Given the tool's complexity (AI-based image editing with multiple inputs), no annotations, and an output schema (implied by 'Returns' section), the description is highly complete. It covers purpose, usage scenarios, behavioral aspects, and return values, providing sufficient context for an agent to understand when and how to invoke the tool effectively without relying on structured fields.

Complex tools with many parameters or behaviors need more documentation. Simple tools need less. This dimension scales expectations accordingly.

Parameters3/5

Does the description clarify parameter syntax, constraints, interactions, or defaults beyond what the schema provides?

Schema description coverage is 100%, so the schema already documents all three parameters thoroughly. The description adds minimal value beyond the schema by briefly mentioning 'text prompt' and 'multiple images' in the opening, but does not provide additional syntax, format, or usage details for parameters. The baseline score of 3 is appropriate as the schema does the heavy lifting.

Input schemas describe structure but not intent. Descriptions should explain non-obvious parameter relationships and valid value ranges.

Purpose5/5

Does the description clearly state what the tool does and how it differs from similar tools?

The description clearly states the tool's purpose with specific verbs ('edit or combine images using AI based on a text prompt') and distinguishes it from sibling tools like 'nanobanana_generate_image' by focusing on modifying existing images rather than generating new ones from scratch.

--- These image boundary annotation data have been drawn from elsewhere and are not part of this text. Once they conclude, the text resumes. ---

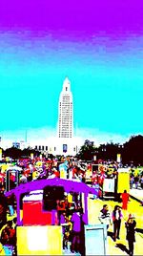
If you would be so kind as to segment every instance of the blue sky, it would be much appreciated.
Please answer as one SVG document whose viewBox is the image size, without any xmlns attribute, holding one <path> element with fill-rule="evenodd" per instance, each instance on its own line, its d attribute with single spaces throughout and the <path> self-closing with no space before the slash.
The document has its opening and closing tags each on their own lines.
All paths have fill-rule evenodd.
<svg viewBox="0 0 143 256">
<path fill-rule="evenodd" d="M 20 7 L 16 0 L 13 3 L 16 14 Z M 89 9 L 86 21 L 91 16 L 92 20 L 85 24 L 81 22 L 84 5 L 80 19 L 77 5 L 69 8 L 70 18 L 56 10 L 60 23 L 51 16 L 45 16 L 43 23 L 34 20 L 37 6 L 30 19 L 33 11 L 31 5 L 25 6 L 28 16 L 17 14 L 14 18 L 13 7 L 10 5 L 8 11 L 3 5 L 0 24 L 0 134 L 4 139 L 23 139 L 26 130 L 31 131 L 31 137 L 38 131 L 41 137 L 54 134 L 65 76 L 69 76 L 73 94 L 75 135 L 122 142 L 131 135 L 142 133 L 143 36 L 139 7 L 138 12 L 133 12 L 133 6 L 130 10 L 121 5 L 119 10 L 112 4 L 112 13 L 116 16 L 111 17 L 107 11 L 112 11 L 111 6 L 104 10 L 104 4 L 99 5 L 100 16 L 92 16 Z M 41 5 L 44 7 L 46 1 Z M 41 13 L 40 17 L 45 12 Z"/>
</svg>

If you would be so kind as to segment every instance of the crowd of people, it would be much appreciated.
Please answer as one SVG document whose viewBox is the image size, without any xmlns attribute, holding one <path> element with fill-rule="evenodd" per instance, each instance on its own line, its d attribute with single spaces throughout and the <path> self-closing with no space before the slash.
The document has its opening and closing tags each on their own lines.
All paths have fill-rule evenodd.
<svg viewBox="0 0 143 256">
<path fill-rule="evenodd" d="M 101 224 L 105 224 L 107 225 L 107 229 L 109 229 L 110 225 L 113 225 L 113 232 L 112 232 L 112 238 L 115 242 L 116 239 L 120 240 L 120 227 L 121 227 L 121 222 L 123 220 L 123 213 L 122 208 L 119 205 L 115 205 L 113 211 L 111 213 L 109 211 L 108 204 L 104 204 L 103 208 L 100 211 L 99 214 L 99 221 Z M 126 240 L 128 241 L 129 245 L 129 255 L 133 255 L 133 249 L 134 249 L 134 242 L 135 242 L 135 217 L 133 214 L 129 214 L 129 218 L 127 222 L 125 223 L 125 228 L 126 228 Z"/>
<path fill-rule="evenodd" d="M 18 171 L 18 182 L 26 183 L 40 179 L 49 178 L 66 178 L 66 179 L 77 179 L 82 182 L 88 182 L 90 181 L 92 187 L 98 187 L 98 197 L 100 197 L 99 187 L 103 185 L 105 178 L 116 178 L 118 164 L 112 162 L 112 164 L 105 165 L 99 164 L 95 166 L 93 170 L 92 163 L 82 162 L 72 160 L 70 158 L 63 158 L 62 160 L 58 161 L 57 159 L 46 160 L 46 159 L 26 159 L 19 160 L 15 163 L 15 166 L 20 167 L 21 170 Z M 106 167 L 105 167 L 106 166 Z M 97 167 L 97 168 L 96 168 Z M 135 176 L 133 172 L 131 172 L 131 180 L 134 180 L 138 176 Z M 10 173 L 10 189 L 14 188 L 17 185 L 17 181 L 15 180 L 15 173 Z M 142 180 L 141 180 L 142 179 Z M 143 176 L 140 177 L 139 181 L 143 181 Z M 15 208 L 15 199 L 12 197 L 7 198 L 4 195 L 6 190 L 7 179 L 7 169 L 0 167 L 0 230 L 1 230 L 1 244 L 3 247 L 0 247 L 0 253 L 3 249 L 7 251 L 7 255 L 10 251 L 12 251 L 13 255 L 16 255 L 16 218 L 13 222 L 7 220 L 7 214 L 13 216 L 16 211 Z M 137 182 L 137 181 L 136 181 Z M 136 183 L 135 183 L 136 184 Z M 142 187 L 142 186 L 141 186 Z M 132 188 L 132 187 L 131 187 Z M 136 187 L 137 188 L 137 187 Z M 94 199 L 96 197 L 94 196 Z M 121 194 L 122 200 L 122 209 L 127 210 L 129 194 L 125 190 Z M 74 200 L 75 201 L 75 200 Z M 60 207 L 62 210 L 59 214 L 59 224 L 62 225 L 63 230 L 63 248 L 68 248 L 71 246 L 72 252 L 81 252 L 82 250 L 82 241 L 83 241 L 83 223 L 82 223 L 82 207 L 78 205 L 74 207 L 72 212 L 69 211 L 69 206 L 66 206 L 66 198 L 64 200 L 64 208 Z M 67 204 L 68 205 L 68 204 Z M 59 205 L 60 206 L 60 205 Z M 111 224 L 113 225 L 113 240 L 119 239 L 120 226 L 123 218 L 122 209 L 119 205 L 115 205 L 112 213 L 111 214 L 108 209 L 108 205 L 104 204 L 103 209 L 99 213 L 99 221 L 102 224 L 107 224 L 107 229 Z M 129 242 L 129 251 L 130 255 L 133 255 L 133 243 L 134 230 L 135 230 L 135 221 L 133 215 L 129 216 L 126 222 L 127 229 L 127 240 Z M 132 239 L 131 239 L 132 238 Z"/>
</svg>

It explicitly mentions the resource ('images') and the AI-driven mechanism.

Agents choose between tools based on descriptions. A clear purpose with a specific verb and resource helps agents select the right tool.

Usage Guidelines5/5

Does the description explain when to use this tool, when not to, or what alternatives exist?

The description provides explicit guidance on when to use this tool through a dedicated 'Use this when:' section listing five specific scenarios (e.g., combining multiple images, modifying an image, virtual try-on). It also distinguishes from alternatives by implying this is for editing existing images, unlike 'nanobanana_generate_image' for generation from scratch.

Agents often have multiple tools that could apply. Explicit usage guidance like "use X instead of Y when Z" prevents misuse.